British government completes controversial privatisation of defence group QinetiQ

The controversial privatisation of UK defence research group QinetiQ has finally been completed after the British Government sold its remaining 18.9 per cent, raising £254 million after costs. Shares were placed with several institutions at 206p - just 6p above the price at which the company was floated in 2006. That put the value of the company at £1.34 billion.

QinetiQ, whose products include bomb-disposal robots and body scanners, saw its shares close down 13.5p to 210p on yesterday's news of the government's intention to offload its stake. However, it will continue to retain a "special share" in QinetiQ, giving ministers control over any possible takeover.

The UK ministry of defence (MoD) said, "The government always made it clear that ultimately it anticipated selling its entire financial stake in order to realise its financial investment and to achieve best value for money for the UK taxpayer. The decision to sell was based on specialist advice from a number of city institutions."

The announcement comes a week after QinetiQ won a lucrative £150m contract from the ministry of defence to provide testing and design services for ships, submarines, and other maritime equipment. But the MoD will also be hoping that the sale draws a line under a highly contentious privatisation.
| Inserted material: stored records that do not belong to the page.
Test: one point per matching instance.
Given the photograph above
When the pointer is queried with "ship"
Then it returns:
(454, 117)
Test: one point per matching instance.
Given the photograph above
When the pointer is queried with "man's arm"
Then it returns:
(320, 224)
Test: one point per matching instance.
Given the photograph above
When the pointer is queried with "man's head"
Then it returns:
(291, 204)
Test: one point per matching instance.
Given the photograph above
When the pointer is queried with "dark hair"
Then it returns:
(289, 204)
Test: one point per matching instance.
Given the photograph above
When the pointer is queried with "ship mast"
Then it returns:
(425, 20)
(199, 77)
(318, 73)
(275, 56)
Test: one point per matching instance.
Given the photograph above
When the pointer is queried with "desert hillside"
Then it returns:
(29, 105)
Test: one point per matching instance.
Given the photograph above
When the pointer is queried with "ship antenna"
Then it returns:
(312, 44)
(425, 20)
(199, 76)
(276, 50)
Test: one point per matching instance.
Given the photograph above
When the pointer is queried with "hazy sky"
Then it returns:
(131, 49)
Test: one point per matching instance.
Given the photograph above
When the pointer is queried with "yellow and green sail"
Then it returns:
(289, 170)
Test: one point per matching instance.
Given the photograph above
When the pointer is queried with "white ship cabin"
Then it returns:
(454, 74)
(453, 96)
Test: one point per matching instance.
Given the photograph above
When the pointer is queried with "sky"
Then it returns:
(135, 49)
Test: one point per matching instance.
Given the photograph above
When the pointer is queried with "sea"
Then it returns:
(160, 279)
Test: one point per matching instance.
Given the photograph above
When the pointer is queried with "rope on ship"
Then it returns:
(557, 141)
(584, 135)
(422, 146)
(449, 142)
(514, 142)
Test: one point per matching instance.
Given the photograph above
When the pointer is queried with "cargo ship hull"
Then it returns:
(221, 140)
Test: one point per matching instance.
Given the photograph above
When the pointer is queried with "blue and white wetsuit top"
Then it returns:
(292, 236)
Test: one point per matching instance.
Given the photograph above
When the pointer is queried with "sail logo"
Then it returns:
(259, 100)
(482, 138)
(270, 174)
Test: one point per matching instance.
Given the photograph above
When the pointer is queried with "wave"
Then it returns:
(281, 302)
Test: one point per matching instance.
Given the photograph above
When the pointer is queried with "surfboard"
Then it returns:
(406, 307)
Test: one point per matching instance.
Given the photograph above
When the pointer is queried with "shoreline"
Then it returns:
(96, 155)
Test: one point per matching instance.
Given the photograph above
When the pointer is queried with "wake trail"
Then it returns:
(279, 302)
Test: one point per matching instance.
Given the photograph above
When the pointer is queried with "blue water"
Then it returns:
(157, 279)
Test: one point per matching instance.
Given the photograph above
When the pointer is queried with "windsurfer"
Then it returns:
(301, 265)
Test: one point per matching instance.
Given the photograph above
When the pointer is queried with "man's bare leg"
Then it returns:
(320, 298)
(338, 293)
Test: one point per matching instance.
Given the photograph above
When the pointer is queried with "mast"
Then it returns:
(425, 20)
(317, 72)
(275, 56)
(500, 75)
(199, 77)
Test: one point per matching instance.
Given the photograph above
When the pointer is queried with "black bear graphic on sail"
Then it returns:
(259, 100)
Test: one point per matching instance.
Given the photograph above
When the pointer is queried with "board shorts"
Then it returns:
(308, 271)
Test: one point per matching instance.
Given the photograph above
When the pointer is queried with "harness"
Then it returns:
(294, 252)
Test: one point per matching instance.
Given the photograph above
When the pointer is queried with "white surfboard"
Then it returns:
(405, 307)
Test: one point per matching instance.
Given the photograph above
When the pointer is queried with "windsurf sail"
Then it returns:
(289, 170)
QinetiQ emerged from the state-owned Defence Evaluation and Research Agency. Britain first sold shares of QinetiQ in 2002, when US private equity firm Carlyle bought a 31-per cent stake for £42 million and made more than a £300 million profit when the company was floated on the stock exchange four years later.

Later, the National Audit Office (NAO) reported that taxpayers could have gained "tens of millions" more and was critical of the incentive scheme given to QinetiQ managers, the 10 most senior of whom gained £107.5 million on a total investment of £540,000 in the company's shares.